Enes: Düşüncelerimizi paylaşmak bedavadır. Paylaşanın bizi etkilemek gibi vb. çıkarı varsa bedava değildir. Bence çok şey bedava. İnsanlar en çok mülkiyet ve gösterişe bedel ödüyor. Beyaz yaka çalışanları her şeylerinden vazgeçerek deneyim adına aksiyon alırken mavi yakanın maddiyata daha bağlı olduğunu gözlemliyorum. İnsana ne kadar güzel olursa olsun bedava da olsa çok olan (sayıca fazla olan ya da bol bulunan) çekici gelmiyor, az olana bedel ödüyor. Hayatta bedava olmaması gereken tek şey zaman…
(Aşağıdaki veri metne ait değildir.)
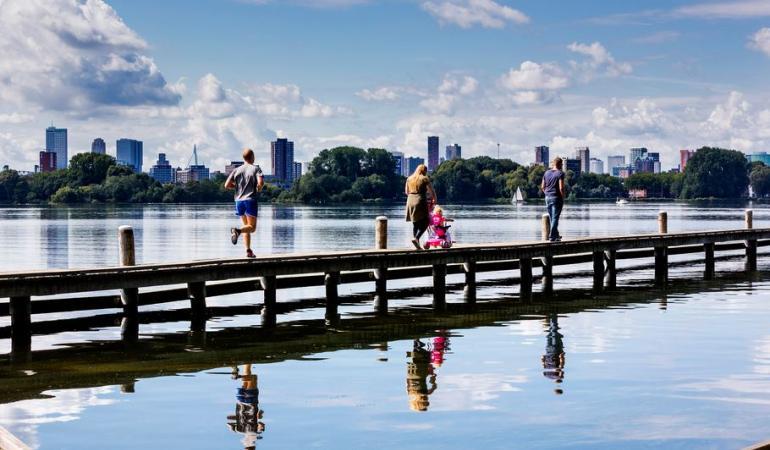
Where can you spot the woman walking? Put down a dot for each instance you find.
(417, 189)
Ayda: Paylaşılması mı, karşımıza çıkması mı bedava?
Bedava Nedir?
Eyyüp: Sıfırın maliyeti ve bedava üzerine düşündüğüm kavramlar. Bedel, bedava kavramları maliyet ve ölçme problemini nasıl çözdüğümüze bağlı diye düşünüyorum. Neyle ölçüyoruz sorusunun karşılığına çoğunlukla parayı koyuyoruz ve para üzerinden konuşuyoruz. Zamansal, emeksel, düşünsel olarak subjektif olarak ölçmeliyiz. Bedava (bedelsiz) olan şey çok maliyetlidir. Kişisel olarak böyle bir şeyi kabul etmektense bedelini ödemeyi tercih ederim. Diderot‘un kırmızı sabahlık öyküsünü hatırlayalım. Bedava karşılığında bizden bir şey istenir veya beklenir. Yaşadığımız sürece maruz kaldığımız her şeyin bir bedeli veya maliyeti vardır. Neyden, neyin karşılığında vazgeçiyoruz. Bedavalar, bize hayallerimizle takas etmemize yola açan ağır bir bedel ödetir.
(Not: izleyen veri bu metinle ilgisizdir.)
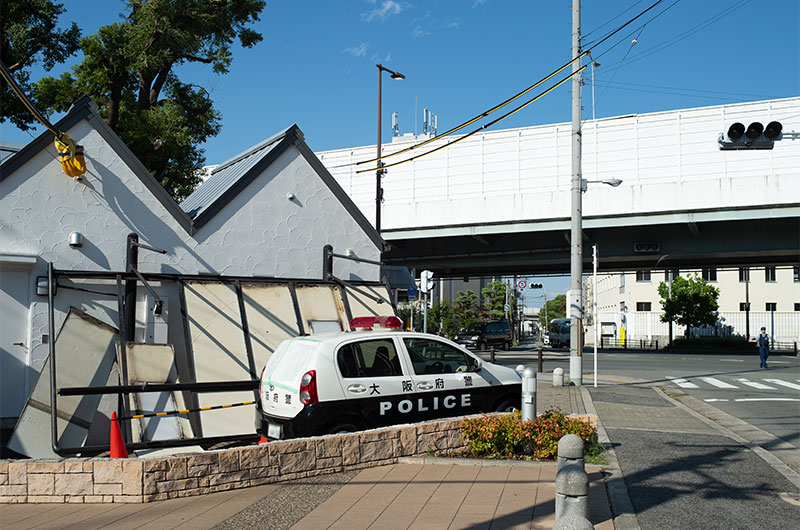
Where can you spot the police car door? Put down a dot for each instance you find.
(444, 380)
(373, 380)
Ayda: Okumak bedava mıdır?
Aysun: İnsanın doğasından sapması veya önemli kırılmanın gerçekleşmesi, bir toprak parçasının etrafına ilk çiti çevirip benim diyenle başladı. İnsanlık kendini maliyete maruz bıraktı. İnsanın önemli ihtiyaçları ve hoşuna gidecek her şey bedavadır. Doğa, aşk, sevgi, vermek, paylaşmak paha biçilemez. İnsan birbirinin arkadaşı ve dostu olmalı yaşamı kolaylaştırmalı.

Ayda: Bedava kavramındaki ortak kabul bedelsiz oluşu mu?
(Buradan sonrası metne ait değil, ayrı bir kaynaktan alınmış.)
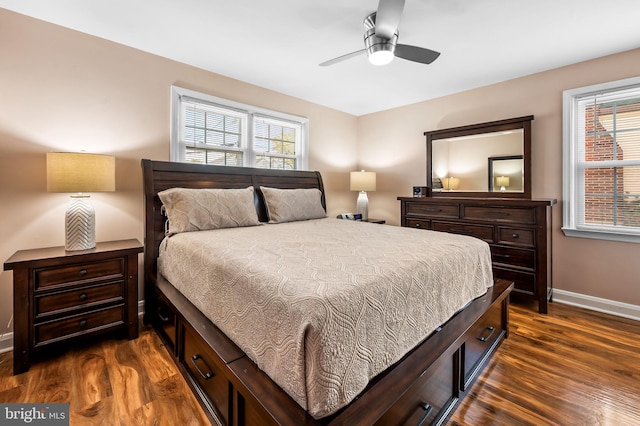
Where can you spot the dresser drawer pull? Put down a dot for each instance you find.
(485, 338)
(163, 318)
(205, 376)
(427, 408)
(460, 231)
Yüksel: Bedava hiçbir şey yok. Alma verme olduğu zaman hiçbir şey bedava değil. Alma verme dengesini göz ardı etmemek gerekiyor.
Ayda: Biz mi yoksa ebeveynlerimiz mi dünyaya geldiğimiz için teşekkür etmeli?
Yüksel: Ailelerimiz bize teşekkür etmeli, onların kararı, isteği ve eylemi ile dünyaya geliyoruz.
Ayda: Bedavayı konuşuyoruz neler eklemek istersin?
Ömer: Bedensel olarak yitiklik, yoksunluk ve bakıma muhtaç olarak dünyaya geliyoruz. Muhtaçlık süresi uzamaya devam ediyor. Bebeklik, çocukluk eğitim sürelerinin uzaması ile devam ediyor. Toplumsallaşma içinde alma verme dengesi içinde bedel ödeyerek devam ediyoruz. Yaşadığımız hâkim kültür içindeki ataerkil, eril dilin mahkumuyuz. İçinde yaşadığımız zamanın, değer teorisi içinde debeleniyoruz. Bedel ödeyerek yaşıyoruz.
Mesut: Bedavayı satın alıyoruz.
Ayda: Bedavaya hangi işte çalışırsınız?
Kiper: Çalışma söz konusu ise bedavaya çalışmam. Emeğimi bedavaya vermem ama bir fikir için bedelsiz emek verebilirim.
Başka faaliyetlerin içinde olabilirim. Herhangi bir şeyin gerçekleşmesi için kapı kapı gezerek imza toplarım.
Uhri: Egenin köylerinde gezerken karşılaştığım bir çiftçi vardı. Gezdiği, geçtiği yerlerde bulunan deliceleri; kimin olduğuna, kimin faydalanacağına bakmadan oradan bir daha geçip geçmeyeceğine aldırmadan aşılar ve zeytin ağaçlarına dönüştürürdü. Ben de o çiftçinin yerinde olmak isterdim.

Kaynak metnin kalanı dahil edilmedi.